Come 2018, upgraded GMRT will open new windows on the universe
In addition to being popular tourist spots in Maharashtra and Shivneri Lenyadri are the two main equipment of the control room of the giant radio telescope Metrewave (GMRT) and soon will follow a new era in exploration of the universe, the observatory to enter its last phase of its Upgrade to a next-generation installation.
Once the upgrade is completed, this observatory, now the largest astronomical telescope in the world operating on low frequency radio, has improved capabilities that will remain unparalleled until the Square Kilometer Array (SKA) The largest radiogram ever offered around the world, comes in about 2023.
“About 75-80% of the rise in electronics and existing systems of GMRTs was completed. Some of the new systems have already been commissioned to investigate and the first scientific results began to pass.” Yashwant said Gupta, dean of the observatory GMRT.
GMRTs is a range of 30 antennas extending over an area of 30 km in diameter, centered near the village of Khodad to Junnar Taluka, about 80 km from Pune. While 13 of these antennas are located in the central square of the observatory, a region stretching over 1 km by 1 km, the other arm are divided in 3 to about 14 km long in the direction East, West and South on “Y-shaped formation”.
It is used by astronomers around the world and is currently more than double the demand for its use as the time available for the slots.

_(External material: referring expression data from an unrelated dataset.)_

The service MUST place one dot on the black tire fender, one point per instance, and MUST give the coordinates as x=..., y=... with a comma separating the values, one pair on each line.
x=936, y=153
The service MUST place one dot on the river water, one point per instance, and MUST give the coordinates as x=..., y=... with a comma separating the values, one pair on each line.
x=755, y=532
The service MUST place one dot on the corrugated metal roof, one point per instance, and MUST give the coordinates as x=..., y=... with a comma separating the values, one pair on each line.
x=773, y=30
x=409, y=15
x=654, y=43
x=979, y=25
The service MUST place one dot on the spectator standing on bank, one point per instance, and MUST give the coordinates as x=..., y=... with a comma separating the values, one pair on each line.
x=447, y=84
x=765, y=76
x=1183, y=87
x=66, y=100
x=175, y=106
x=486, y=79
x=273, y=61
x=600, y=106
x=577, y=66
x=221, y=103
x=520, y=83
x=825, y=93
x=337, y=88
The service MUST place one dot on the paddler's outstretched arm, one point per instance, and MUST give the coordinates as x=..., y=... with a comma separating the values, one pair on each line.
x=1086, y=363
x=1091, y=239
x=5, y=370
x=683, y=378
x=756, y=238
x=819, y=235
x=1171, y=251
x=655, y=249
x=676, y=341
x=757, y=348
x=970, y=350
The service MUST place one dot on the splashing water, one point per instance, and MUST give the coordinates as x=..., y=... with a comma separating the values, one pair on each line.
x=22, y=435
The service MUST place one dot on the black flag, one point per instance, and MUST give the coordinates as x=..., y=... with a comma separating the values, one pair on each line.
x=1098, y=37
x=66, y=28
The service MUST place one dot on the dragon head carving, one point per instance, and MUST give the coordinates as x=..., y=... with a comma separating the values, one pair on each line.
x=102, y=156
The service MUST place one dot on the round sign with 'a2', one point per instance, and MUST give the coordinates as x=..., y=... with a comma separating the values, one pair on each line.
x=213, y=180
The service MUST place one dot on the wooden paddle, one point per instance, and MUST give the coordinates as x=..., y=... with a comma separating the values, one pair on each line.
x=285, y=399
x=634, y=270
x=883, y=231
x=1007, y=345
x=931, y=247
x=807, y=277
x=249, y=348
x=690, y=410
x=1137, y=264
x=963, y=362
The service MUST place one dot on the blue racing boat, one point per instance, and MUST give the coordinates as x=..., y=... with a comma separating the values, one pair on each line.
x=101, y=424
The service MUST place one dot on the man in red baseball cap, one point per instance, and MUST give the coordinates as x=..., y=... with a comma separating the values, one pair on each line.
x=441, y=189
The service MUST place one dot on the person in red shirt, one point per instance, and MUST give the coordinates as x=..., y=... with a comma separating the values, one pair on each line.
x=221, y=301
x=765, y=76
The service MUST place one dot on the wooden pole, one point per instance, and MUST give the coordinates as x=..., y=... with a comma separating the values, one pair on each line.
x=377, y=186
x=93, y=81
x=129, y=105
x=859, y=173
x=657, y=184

The current GMRTs, conceived and designed in the late 1980s and built in the 1990s, respond to key scientific requirements and technical capabilities that time, allows astronomers to use in five limited frequency bands: 150 MHz, 234 MHz, 325 MHz, 610 MHz and 1000-1400 MHz, with a maximum bandwidth of 32 MHz.
However, with the update now, engineers and scientists have crossed a great leap in this frequency range, which will provide continuous coverage from 120 MHz to 1460 MHz with a near gap almost, and the maximum bandwidth 400 MHz, say Scientists, is more than 10 times greater than that of the original GMRTs system.
In other words, two major improvements in GMRTs mean that here it would be possible to receive radio signals from distant celestial objects with a wider range of distances in the universe; Second, it would detect weaker and newer objects, providing a deeper spectrum study for the astronomical community.
With an increase in input signal traffic due to improved electronics, scientists also identified the need to expand the capacity of transport, storage and calculating the observatory. The thing to note is that even if one performing refresher works, scientists do not waste time, but juggling schedules between old and new systems simultaneously to provide the maximum benefits to the user.